There’s been a notable uptick in the level of anger over the frustrating course of the pandemic, more and more of it directed at the unvaccinated. I wholeheartedly share that frustration. People should get jabbed up. However, I’m alarmed by the rhetorical shift toward referring to our predicament as a "pandemic of the unvaccinated.” I’m particularly sensitive to binaries (Vaxxed vs. Unvaxxed) that over-simplify the problems we confront and, if recent vaccine uptake rates are any barometer, harden attitudes and constrain our thinking about how to handle them. Rights and liberties are not absolutes, and I bristle equally at those who talk about them as such. But our public discourse suggests we’ve become complacent about how easily hard-won rights and liberties can be frittered away. It’s fine to talk about restricting the rights and liberties of others until the list of those limitations lands at your doorstep.  We have just marked

Didn't Get Us Very Far

the end of two decades of conflict driven, in part, by anger, fear, and the rhetoric of “Us vs. Them.” The policy errors flowing from that simplistic thinking will be with us for a long time.

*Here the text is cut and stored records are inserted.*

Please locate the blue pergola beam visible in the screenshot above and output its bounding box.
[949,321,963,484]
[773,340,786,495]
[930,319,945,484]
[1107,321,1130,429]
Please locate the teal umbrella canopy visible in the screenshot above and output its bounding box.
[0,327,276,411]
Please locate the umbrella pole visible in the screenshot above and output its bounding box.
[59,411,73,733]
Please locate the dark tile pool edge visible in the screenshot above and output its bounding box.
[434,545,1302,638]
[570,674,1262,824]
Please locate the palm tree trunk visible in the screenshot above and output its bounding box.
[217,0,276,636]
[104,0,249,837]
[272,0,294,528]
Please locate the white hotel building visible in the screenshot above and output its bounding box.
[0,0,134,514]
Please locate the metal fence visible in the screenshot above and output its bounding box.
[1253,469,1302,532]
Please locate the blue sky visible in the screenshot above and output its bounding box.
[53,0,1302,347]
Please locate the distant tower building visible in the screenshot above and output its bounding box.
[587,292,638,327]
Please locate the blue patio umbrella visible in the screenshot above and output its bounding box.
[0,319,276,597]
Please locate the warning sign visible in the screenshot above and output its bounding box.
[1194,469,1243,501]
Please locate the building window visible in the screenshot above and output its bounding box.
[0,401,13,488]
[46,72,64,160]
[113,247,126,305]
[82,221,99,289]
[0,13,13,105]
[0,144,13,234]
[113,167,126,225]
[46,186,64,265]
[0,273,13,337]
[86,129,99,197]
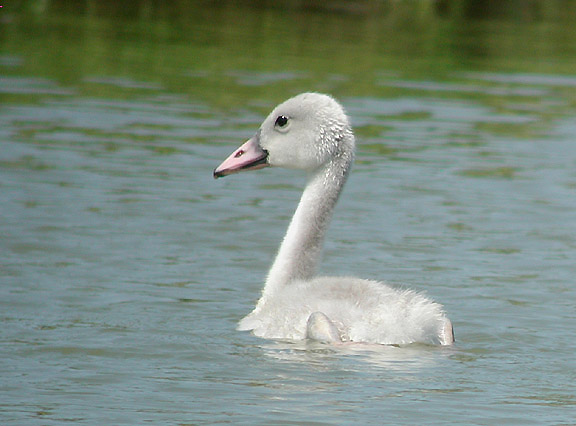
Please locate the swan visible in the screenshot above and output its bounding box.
[214,93,454,345]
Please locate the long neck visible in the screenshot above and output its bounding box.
[263,146,353,299]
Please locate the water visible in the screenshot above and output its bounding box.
[0,1,576,425]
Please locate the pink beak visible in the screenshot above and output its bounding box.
[214,133,269,179]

I am also struck by the fact that our coarsening discourse on rights and liberties is taking place on the eve of the 40th anniversary of the Canadian Charter of Rights and Freedoms and appeal to everyone to give their thinking about all of this the sober consideration it deserves."

I get everyone's frustration. I got jabbed up for a number of reasons after reading a lot about how mRNA vaccines work. I am fortunate to not have any of the underlying conditions that SARS-CoV-2 seems to prey upon, so the vaccines were a little insurance policy against even mild illness. However, I also got jabbed with the expectation that everything would bend back in the direction of normal. It hasn't. Indeed, the goalposts keep moving. New variants, breakthrough infections, vaccination thresholds and, of course, the unvaccinated have all been proffered as reasons the rest of us are still effectively in jail. There always seems to be a reason to kick the "normal" can down the road. All the talk of boosters, passports, and what increasingly seems like an endless set of restrictions without end is getting harder and harder for me to rationalize to myself. 

Yet, far more worrisome than any of those outcomes is the angry, reactionary way we seem to be marching toward them.